Le moment que nous traversons et qui vient après de nombreuses crises depuis quinze ans, nous impose d’ouvrir une nouvelle étape afin de retrouver pleinement la maîtrise de nos vies, de notre destin, en France et en Europe.
Françaises, Français, Mes chers compatriotes
Je veux ce soir vous parler des jours qui viennent, de notre organisation face à l’épidémie, tirer les premières leçons de cette crise, et dessiner en quelques lignes notre nouveau chemin.
A partir de demain, nous allons pouvoir tourner la page du premier acte, en quelques sortes, de la crise que nous venons de traverser,
Dès demain, tout le territoire – à l’exception de Mayotte et de la Guyane où le virus circule encore activement – tout le territoire donc passera dans ce qu’il est désormais convenu d’appeler la « zone verte », ce qui permettra notamment une reprise plus forte du travail, et la réouverture des cafés et restaurants en Île-de-France.
Dès demain, il sera à nouveau possible de se déplacer entre les pays européens. Et à partir du 1er juillet, nous pourrons nous rendre dans les Etats hors d’Europe où l’épidémie sera maîtrisée.
Dès demain, en hexagone comme en Outre-mer, les crèches, les écoles, les collèges se prépareront à accueillir à partir du 22 juin tous les élèves, de manière obligatoire et selon les règles de présence normale.
Il faudra continuer d’éviter au maximum les rassemblements car nous savons qu’ils sont les principales occasions de propagation du virus : ils resteront donc très encadrés.
Le second tour des élections municipales pourra se dérouler, dans les communes concernées, le 28 juin.
Enfin, pour nos aînés en maisons de retraite ou en établissements, les visites devront désormais être autorisées.
Nous allons donc pouvoir retrouver le plaisir d’être ensemble, de reprendre pleinement le travail mais aussi de nous divertir, de nous cultiver.
Nous allons retrouver pour partie notre art de vivre, notre goût de la liberté. En somme, nous allons retrouver pleinement la France.

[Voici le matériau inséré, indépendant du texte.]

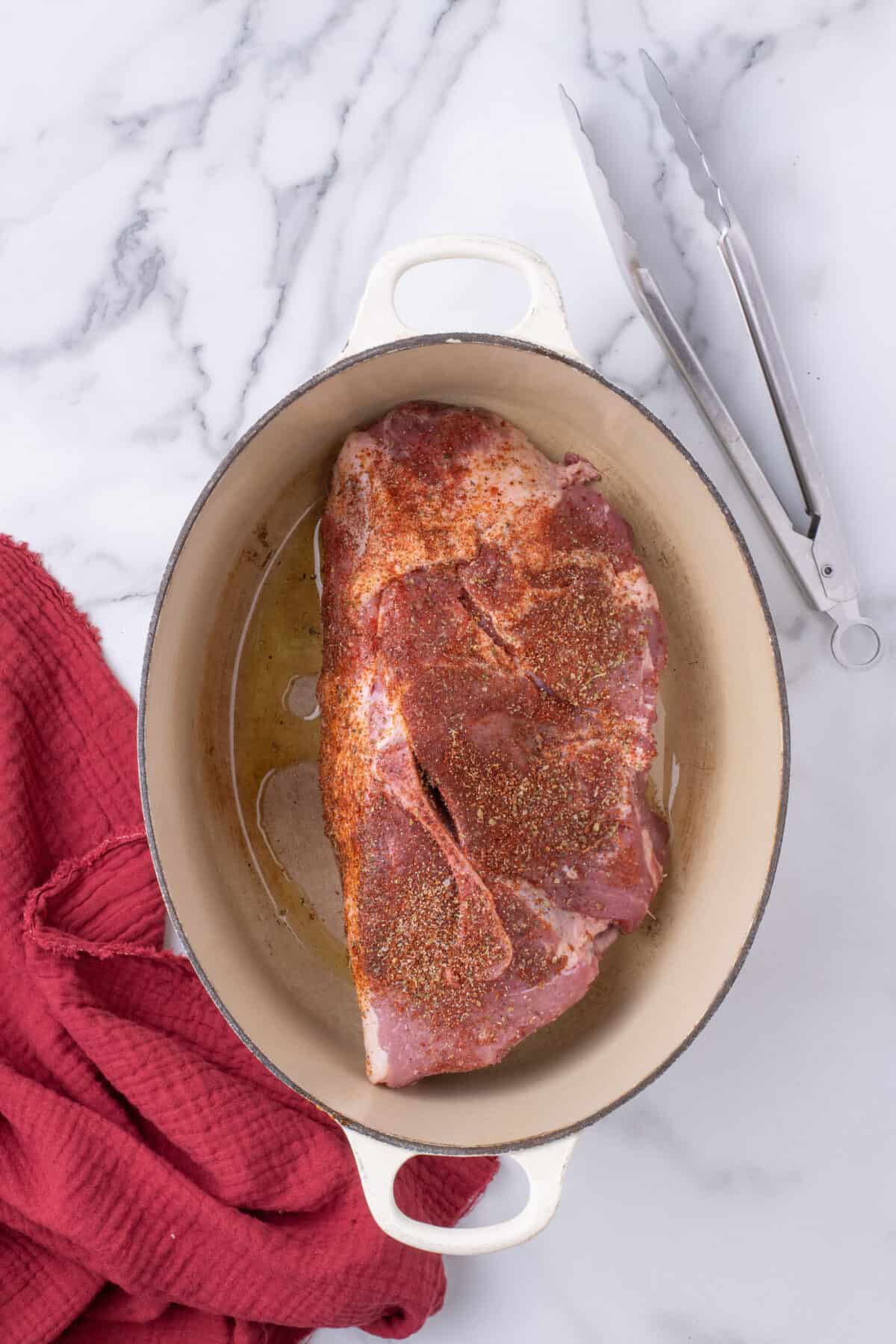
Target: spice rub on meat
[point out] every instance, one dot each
(492, 648)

Cela ne signifie pas que le virus a disparu et que nous pouvons baisser totalement la garde. Il nous faudra pour longtemps encore vivre avec lui, respecter les règles de distance physique, l’été 2020 ne sera pas un été comme les autres, et il nous faudra veiller à l’évolution de l’épidémie pour nous préparer au cas où elle reviendrait avec plus de force.
La lutte contre l’épidémie n’est donc pas terminée mais je suis heureux, avec vous, de cette première victoire contre le virus. Et je veux ce soir penser avec émotion à nos morts, à leurs familles, dont le deuil a été rendu plus cruel encore en raison des contraintes de cette période.
Clore aujourd’hui le moment entamé avec le début du confinement n’avait rien d’une évidence.
Si nous pouvons rouvrir le pays, c’est parce qu’à chaque étape de l’épidémie chacun a pris sa part. Le Premier ministre et le Gouvernement ont travaillé d’arrache-pied, le Parlement s’est réuni, l’Etat a tenu, les élus de terrain se sont engagés.
Le 16 mars, nous avons fait le choix humaniste de placer la santé au-dessus de l’économie en vous demandant de rester chez vous. Vous avez alors fait preuve d’un sens des responsabilités admirable. Et grâce à l’engagement exceptionnel de nos soignants et de toutes les équipes, l’ensemble des malades qui en avaient besoin ont pu être pris en charge à l’hôpital ou dans la médecine de ville.
Grâce à tous ceux qui parmi vous ont continué à travailler, malgré l’angoisse bien souvent, pour assurer les services essentiels à la Nation, nous avons pu nous nourrir et continuer de vivre.
Lorsque le 13 avril dernier, je vous ai annoncé une sortie du confinement à partir du 11 mai – je sais que beaucoup alors le déconseillaient, il n’y avait pas de consensus, les avis étaient très différents y compris parmi les scientifiques – mais nous avons collectivement et méthodiquement préparé ce qu’on a appelé le déconfinement. Là encore, tout le monde a travaillé d’arrache-pied, nous avons surmonté les craintes, les angoisses. Et vous êtres ressortis à nouveau et avez repris le travail. Nous avons bien fait. Nos usines, nos commerces, nos entreprises ont pu redémarrer.
La nouvelle étape qui s’ouvre à partir de demain va permettre d’accélérer la reprise. Il le faut et là aussi je compte sur vous. Car nous devons faire pleinement repartir notre économie en continuant de protéger les plus fragiles.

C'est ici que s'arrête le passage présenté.